Elizabeth Wurtzel's AMA.

Books Elizabeth's AMA is a typically brilliant affair with her view of the Prozac Nation film (which I bought from abroad years ago at great expense but can't bring myself to watch) and new that she's writing a new book based on her generally misunderstood New York Magazine article.

I hope she won't mind me quoting in full one of her answers (but I'll happily remove if it's stepped over a line) because I want to have it somewhere to refer back to because I'm stuck in a writing rut at the moment, as I'm sure you've noticed and it's all the things I seem to have forgotten:
"Being a writer is extremely hard. This has always been true. It was true for Chaucer. It was true for Shakespeare, who wrote plays to please the queen. No one cares if you write. It has to matter to you so enormously much that you visit your ego upon the world and give it no choice except to care. I agree that this is harder now, not just because there are all these outlets that don't pay, but also because there are ALL THESE OUTLETS. Because of the Internet, there is too much content and not enough audience. It is so hard to distinguish oneself. Here is the trick, I think: You have to be brave as a writer. You have to write in a pure voice that is distinct and rare. It really is not hard. That does not require facility with words so much as it requires lack of fear. Of course, that is hard. Fear is the thing that gets in the way of everything: love, happiness, success.
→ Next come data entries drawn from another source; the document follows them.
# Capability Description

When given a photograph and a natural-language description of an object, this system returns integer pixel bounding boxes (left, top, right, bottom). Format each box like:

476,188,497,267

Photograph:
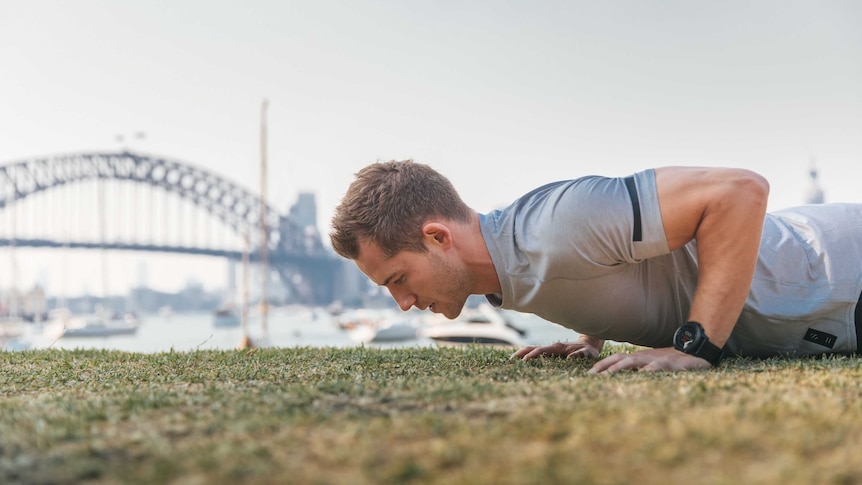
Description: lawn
1,346,861,484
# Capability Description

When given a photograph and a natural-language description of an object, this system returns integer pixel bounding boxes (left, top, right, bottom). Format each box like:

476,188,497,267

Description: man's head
329,160,472,260
330,161,475,317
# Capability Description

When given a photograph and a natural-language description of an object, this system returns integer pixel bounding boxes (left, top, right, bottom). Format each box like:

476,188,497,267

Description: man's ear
422,222,453,249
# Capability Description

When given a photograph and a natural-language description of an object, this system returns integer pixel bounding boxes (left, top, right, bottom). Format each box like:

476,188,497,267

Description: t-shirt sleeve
512,169,670,274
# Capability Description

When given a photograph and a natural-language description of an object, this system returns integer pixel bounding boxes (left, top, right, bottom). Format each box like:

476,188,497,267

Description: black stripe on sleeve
623,176,643,242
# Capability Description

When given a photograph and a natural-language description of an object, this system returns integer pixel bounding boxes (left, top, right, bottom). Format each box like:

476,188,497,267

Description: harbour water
5,307,580,353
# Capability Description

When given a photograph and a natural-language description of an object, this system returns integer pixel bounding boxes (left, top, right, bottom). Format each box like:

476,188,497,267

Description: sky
1,0,861,298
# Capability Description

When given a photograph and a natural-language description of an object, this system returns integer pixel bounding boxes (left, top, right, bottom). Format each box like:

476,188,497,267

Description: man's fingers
565,347,594,359
588,353,648,373
511,343,571,360
510,345,545,360
509,346,536,360
587,353,623,373
523,347,547,360
640,361,664,372
588,349,712,373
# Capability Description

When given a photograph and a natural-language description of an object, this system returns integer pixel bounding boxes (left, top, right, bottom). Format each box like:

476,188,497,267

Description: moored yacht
46,309,139,339
347,313,421,344
419,303,527,348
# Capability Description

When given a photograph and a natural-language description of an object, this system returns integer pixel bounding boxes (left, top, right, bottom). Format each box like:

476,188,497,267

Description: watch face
677,328,696,350
674,322,704,353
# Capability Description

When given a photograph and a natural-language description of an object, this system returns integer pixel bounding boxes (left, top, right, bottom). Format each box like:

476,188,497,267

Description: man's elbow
734,169,770,209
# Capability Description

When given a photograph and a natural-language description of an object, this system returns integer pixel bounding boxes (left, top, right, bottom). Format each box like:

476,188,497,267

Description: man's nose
388,287,416,311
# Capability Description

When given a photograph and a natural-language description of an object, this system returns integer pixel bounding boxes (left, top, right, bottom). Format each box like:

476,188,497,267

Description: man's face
354,239,470,319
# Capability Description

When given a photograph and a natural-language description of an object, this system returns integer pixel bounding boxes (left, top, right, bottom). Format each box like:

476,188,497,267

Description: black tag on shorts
803,328,837,349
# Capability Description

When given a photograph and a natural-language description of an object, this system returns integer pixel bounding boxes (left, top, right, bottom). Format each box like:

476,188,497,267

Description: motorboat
335,308,397,331
419,304,527,348
0,317,32,350
348,316,420,344
337,308,421,343
46,309,139,339
0,318,26,339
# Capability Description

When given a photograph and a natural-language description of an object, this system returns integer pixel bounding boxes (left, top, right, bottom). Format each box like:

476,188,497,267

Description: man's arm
589,166,769,373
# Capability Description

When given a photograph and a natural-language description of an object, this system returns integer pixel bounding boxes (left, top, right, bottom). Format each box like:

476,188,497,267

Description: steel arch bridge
0,150,343,304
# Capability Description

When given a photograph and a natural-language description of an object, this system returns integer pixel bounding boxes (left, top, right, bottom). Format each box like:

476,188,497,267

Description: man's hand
510,336,604,361
587,347,713,374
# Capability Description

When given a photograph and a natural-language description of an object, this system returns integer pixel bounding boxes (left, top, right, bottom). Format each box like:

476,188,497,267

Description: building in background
289,192,318,230
1,285,46,321
804,159,825,205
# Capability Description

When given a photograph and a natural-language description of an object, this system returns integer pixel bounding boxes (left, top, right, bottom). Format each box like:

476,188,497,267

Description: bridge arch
0,150,326,256
0,151,344,304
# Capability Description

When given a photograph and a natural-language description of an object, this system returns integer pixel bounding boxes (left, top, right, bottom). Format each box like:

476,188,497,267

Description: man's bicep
654,167,718,251
654,166,770,251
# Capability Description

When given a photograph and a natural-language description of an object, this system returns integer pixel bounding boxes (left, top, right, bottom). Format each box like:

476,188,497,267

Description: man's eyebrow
381,273,396,286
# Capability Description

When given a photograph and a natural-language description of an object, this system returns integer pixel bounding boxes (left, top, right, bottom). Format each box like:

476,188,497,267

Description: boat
348,316,420,344
213,305,241,328
419,303,527,348
0,317,32,350
335,308,396,331
336,308,421,343
47,310,140,339
0,318,26,340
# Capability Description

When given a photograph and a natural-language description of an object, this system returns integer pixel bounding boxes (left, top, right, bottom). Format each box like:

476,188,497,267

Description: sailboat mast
238,230,251,349
99,178,109,315
260,99,269,335
7,187,18,324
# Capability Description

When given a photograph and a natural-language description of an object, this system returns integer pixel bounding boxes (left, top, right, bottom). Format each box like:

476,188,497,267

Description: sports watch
673,321,725,366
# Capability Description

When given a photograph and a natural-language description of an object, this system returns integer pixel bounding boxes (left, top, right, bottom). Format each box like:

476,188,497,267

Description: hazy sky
2,0,861,296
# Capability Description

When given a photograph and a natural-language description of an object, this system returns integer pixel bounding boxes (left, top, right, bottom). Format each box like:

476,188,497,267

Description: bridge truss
0,151,343,304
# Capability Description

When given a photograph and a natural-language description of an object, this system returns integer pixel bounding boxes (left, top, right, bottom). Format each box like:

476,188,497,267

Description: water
6,308,581,353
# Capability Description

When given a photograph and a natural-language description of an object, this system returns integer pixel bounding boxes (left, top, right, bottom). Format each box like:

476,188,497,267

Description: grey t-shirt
480,169,862,357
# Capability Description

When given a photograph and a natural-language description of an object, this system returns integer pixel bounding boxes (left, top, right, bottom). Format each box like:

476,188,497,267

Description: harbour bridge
0,150,350,305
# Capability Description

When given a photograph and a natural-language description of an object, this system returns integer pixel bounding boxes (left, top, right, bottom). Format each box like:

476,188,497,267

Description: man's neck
454,213,502,295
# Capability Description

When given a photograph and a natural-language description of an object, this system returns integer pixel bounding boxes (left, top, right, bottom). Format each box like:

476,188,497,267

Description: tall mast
237,230,252,349
260,99,269,336
8,185,18,322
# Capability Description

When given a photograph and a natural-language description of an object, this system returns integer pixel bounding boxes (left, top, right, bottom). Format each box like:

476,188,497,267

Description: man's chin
441,306,465,320
428,300,467,319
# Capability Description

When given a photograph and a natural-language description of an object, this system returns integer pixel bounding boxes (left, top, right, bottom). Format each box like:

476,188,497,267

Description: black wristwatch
673,321,725,366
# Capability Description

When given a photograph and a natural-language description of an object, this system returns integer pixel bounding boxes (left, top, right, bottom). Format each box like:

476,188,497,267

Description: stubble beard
428,251,471,320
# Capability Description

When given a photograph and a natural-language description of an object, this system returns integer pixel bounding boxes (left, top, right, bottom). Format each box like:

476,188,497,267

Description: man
329,160,862,373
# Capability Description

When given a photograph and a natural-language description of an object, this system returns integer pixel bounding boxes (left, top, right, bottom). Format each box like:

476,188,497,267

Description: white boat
419,304,527,348
46,309,140,339
336,308,397,331
0,318,27,339
0,317,32,350
337,308,421,343
348,317,420,344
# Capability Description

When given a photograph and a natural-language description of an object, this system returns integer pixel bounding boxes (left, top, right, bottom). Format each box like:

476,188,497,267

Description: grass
2,346,862,484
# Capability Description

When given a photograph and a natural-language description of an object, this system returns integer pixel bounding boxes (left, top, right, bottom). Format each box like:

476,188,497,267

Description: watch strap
693,338,725,366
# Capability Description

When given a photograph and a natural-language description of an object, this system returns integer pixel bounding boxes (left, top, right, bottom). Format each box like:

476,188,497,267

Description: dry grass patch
1,347,861,484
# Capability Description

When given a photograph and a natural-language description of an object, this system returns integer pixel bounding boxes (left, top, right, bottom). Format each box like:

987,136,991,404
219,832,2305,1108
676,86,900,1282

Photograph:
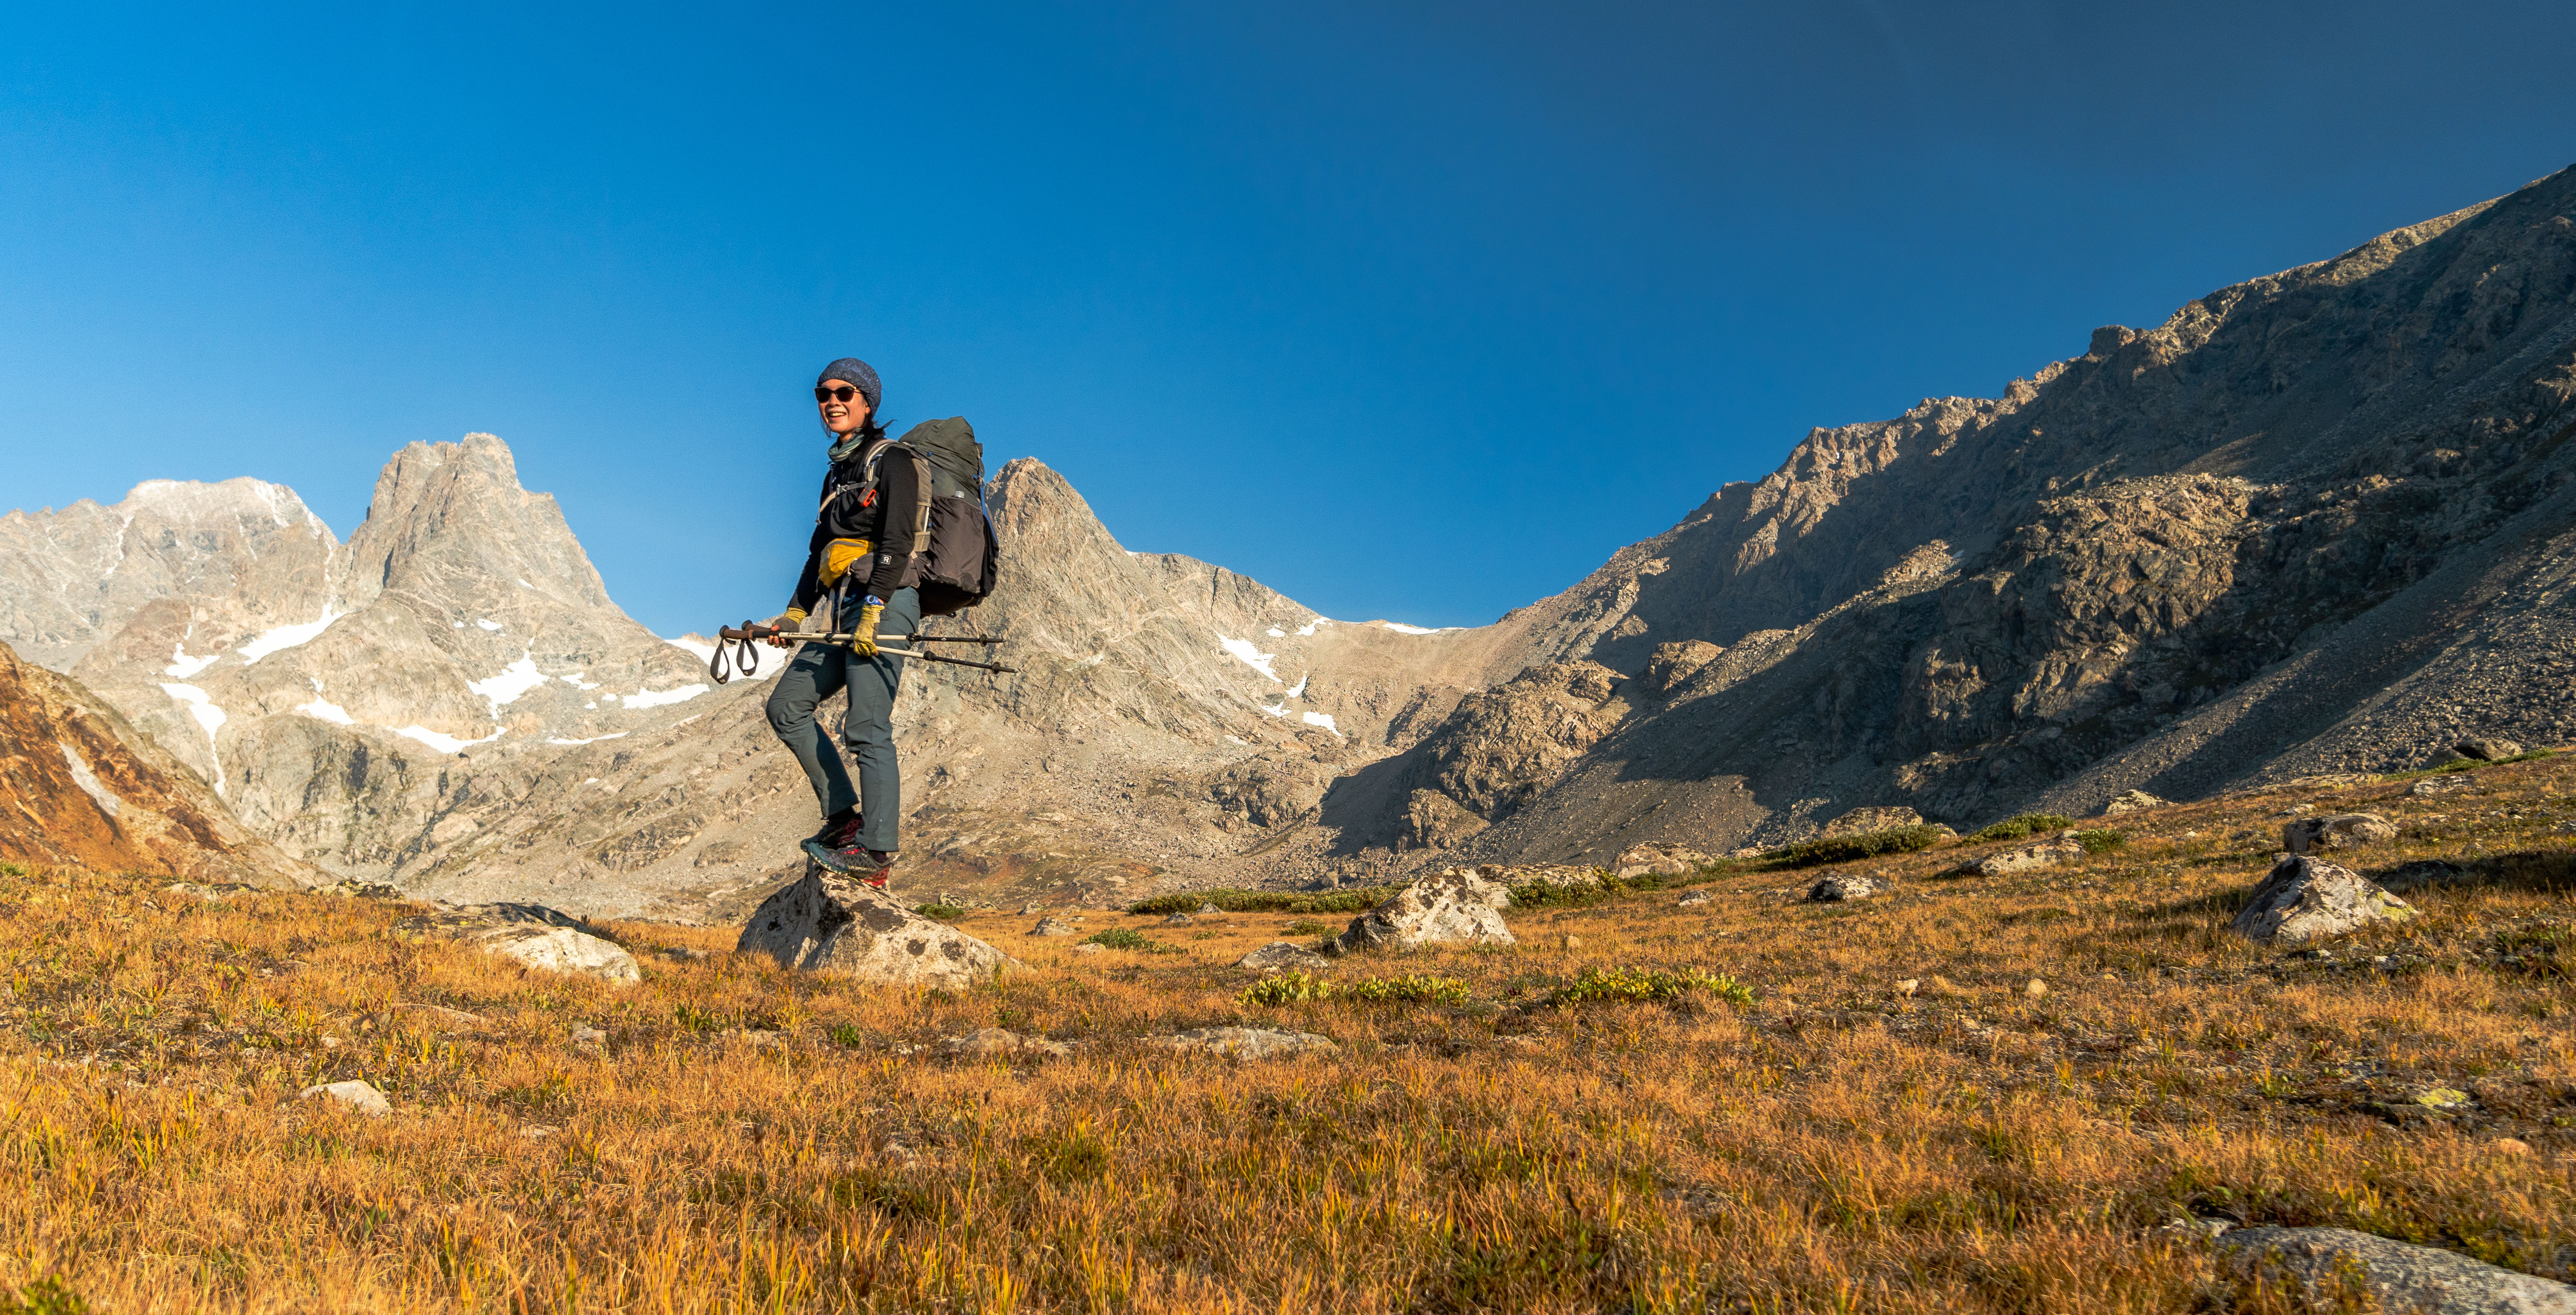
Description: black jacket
788,439,924,615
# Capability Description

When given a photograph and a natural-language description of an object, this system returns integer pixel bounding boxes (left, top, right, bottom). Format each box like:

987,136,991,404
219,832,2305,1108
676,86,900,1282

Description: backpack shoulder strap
861,439,935,561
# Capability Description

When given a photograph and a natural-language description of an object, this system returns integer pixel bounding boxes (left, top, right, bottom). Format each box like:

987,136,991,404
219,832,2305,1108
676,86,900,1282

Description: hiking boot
799,813,863,869
852,849,895,892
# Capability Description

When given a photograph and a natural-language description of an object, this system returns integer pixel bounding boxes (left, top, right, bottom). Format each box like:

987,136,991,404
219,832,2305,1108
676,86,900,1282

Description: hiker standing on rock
763,357,924,889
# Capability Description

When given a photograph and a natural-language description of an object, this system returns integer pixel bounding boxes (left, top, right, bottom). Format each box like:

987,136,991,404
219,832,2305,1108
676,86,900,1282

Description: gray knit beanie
816,358,881,415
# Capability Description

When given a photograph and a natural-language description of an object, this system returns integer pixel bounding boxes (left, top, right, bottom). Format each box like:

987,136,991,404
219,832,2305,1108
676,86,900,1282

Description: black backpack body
891,417,1000,617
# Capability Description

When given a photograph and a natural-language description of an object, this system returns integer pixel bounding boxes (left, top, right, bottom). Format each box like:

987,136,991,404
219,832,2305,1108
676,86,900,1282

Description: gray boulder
2220,1226,2576,1313
1162,913,1194,927
738,866,1017,987
1675,890,1713,907
2410,775,2476,797
2231,856,2415,944
1237,941,1331,972
1029,917,1079,936
2103,789,2168,814
2455,737,2525,762
1148,1027,1337,1059
1331,867,1516,953
2283,813,2399,854
1807,871,1883,902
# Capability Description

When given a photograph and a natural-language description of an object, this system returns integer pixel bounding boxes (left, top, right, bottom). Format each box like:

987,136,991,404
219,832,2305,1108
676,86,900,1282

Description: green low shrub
1240,970,1334,1006
1765,825,1949,868
1550,966,1754,1008
1080,927,1156,951
1282,919,1332,936
1964,814,2073,844
1238,971,1472,1007
2072,828,2127,855
914,903,965,920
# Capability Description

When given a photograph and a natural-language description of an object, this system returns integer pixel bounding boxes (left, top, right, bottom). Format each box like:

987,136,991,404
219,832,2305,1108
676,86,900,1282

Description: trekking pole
713,623,1019,676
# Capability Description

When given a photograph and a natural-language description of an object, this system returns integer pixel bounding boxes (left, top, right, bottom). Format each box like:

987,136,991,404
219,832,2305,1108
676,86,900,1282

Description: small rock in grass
2494,1137,2534,1156
571,1024,607,1045
520,1125,558,1140
1029,917,1078,936
1560,934,1583,950
2023,979,2048,999
2281,813,2398,855
2219,1226,2576,1312
1894,979,1918,999
1807,871,1883,902
1675,890,1713,906
940,1027,1072,1059
1973,831,2086,876
1148,1027,1336,1059
1237,941,1331,972
2231,856,2415,944
738,868,1018,986
1071,942,1105,954
2408,775,2474,797
1018,902,1041,915
2103,789,2168,814
1163,913,1194,927
300,1080,392,1117
1196,902,1221,915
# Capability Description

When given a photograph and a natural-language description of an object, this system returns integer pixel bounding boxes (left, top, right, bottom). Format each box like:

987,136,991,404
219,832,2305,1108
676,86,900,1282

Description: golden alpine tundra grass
2,756,2572,1313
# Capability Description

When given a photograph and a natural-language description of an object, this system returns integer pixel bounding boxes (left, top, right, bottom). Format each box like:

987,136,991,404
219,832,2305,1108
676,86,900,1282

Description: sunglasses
815,385,866,405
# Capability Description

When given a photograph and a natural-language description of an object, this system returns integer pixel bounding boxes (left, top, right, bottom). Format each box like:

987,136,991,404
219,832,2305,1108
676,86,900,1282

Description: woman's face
816,381,871,436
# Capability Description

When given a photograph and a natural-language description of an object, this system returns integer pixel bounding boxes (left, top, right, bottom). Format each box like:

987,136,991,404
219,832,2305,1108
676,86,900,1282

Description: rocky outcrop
738,866,1016,986
0,640,318,885
2102,790,2167,814
1818,807,1923,838
394,902,641,984
2220,1226,2576,1313
2283,813,2400,854
1612,842,1713,879
1386,663,1628,850
2231,856,2416,944
1331,868,1515,953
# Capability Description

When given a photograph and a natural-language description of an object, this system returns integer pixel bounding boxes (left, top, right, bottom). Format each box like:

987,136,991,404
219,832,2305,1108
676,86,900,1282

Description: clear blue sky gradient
5,3,2573,634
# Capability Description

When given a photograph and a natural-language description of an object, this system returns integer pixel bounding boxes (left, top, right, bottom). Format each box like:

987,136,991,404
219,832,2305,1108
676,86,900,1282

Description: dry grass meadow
2,755,2573,1312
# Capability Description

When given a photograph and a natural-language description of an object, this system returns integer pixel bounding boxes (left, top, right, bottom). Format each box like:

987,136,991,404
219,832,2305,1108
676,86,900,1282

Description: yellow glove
853,602,884,658
817,538,871,587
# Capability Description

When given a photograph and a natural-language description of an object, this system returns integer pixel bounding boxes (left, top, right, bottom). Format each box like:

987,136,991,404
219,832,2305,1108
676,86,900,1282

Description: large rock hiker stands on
739,865,1016,987
1330,867,1515,954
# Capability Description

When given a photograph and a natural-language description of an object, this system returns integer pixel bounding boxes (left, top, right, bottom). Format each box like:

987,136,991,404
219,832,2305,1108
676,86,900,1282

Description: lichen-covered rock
1807,871,1883,902
1029,917,1079,936
2231,856,2415,944
738,867,1016,987
1332,868,1515,953
2103,789,2168,814
2282,813,2399,854
1972,831,2085,876
1237,941,1332,973
2220,1226,2576,1313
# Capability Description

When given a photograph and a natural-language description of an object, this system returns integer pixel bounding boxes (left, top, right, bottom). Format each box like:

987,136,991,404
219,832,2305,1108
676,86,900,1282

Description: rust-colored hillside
0,641,315,885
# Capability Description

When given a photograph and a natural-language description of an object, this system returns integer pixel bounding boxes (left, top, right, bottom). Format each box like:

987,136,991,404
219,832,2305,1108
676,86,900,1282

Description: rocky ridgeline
8,168,2576,912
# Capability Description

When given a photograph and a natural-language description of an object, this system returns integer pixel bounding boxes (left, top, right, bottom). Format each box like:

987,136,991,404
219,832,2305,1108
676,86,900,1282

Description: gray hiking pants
764,587,919,854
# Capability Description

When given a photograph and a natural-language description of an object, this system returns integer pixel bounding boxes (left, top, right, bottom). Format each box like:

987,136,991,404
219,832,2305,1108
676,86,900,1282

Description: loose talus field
1,757,2571,1312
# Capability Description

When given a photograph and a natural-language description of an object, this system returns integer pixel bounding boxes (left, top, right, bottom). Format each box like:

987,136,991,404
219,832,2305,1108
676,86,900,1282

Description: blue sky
4,3,2573,634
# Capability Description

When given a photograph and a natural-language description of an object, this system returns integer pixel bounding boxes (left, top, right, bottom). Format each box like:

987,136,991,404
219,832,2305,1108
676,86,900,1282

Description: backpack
869,417,999,618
"I happen to think there were many more opportunities twenty years ago to get a job as an editorial assistant at a magazine and write little articles until you could get assigned bigger pieces. But in terms of becoming an author of a book, the odds are as stacked against you or for you as ever. It is really difficult. But I think if you are sure this is what you must do, you need to be fearless and proceed. It really only works if it is a matter of no other choice."
My italics.  I'm trying to remember.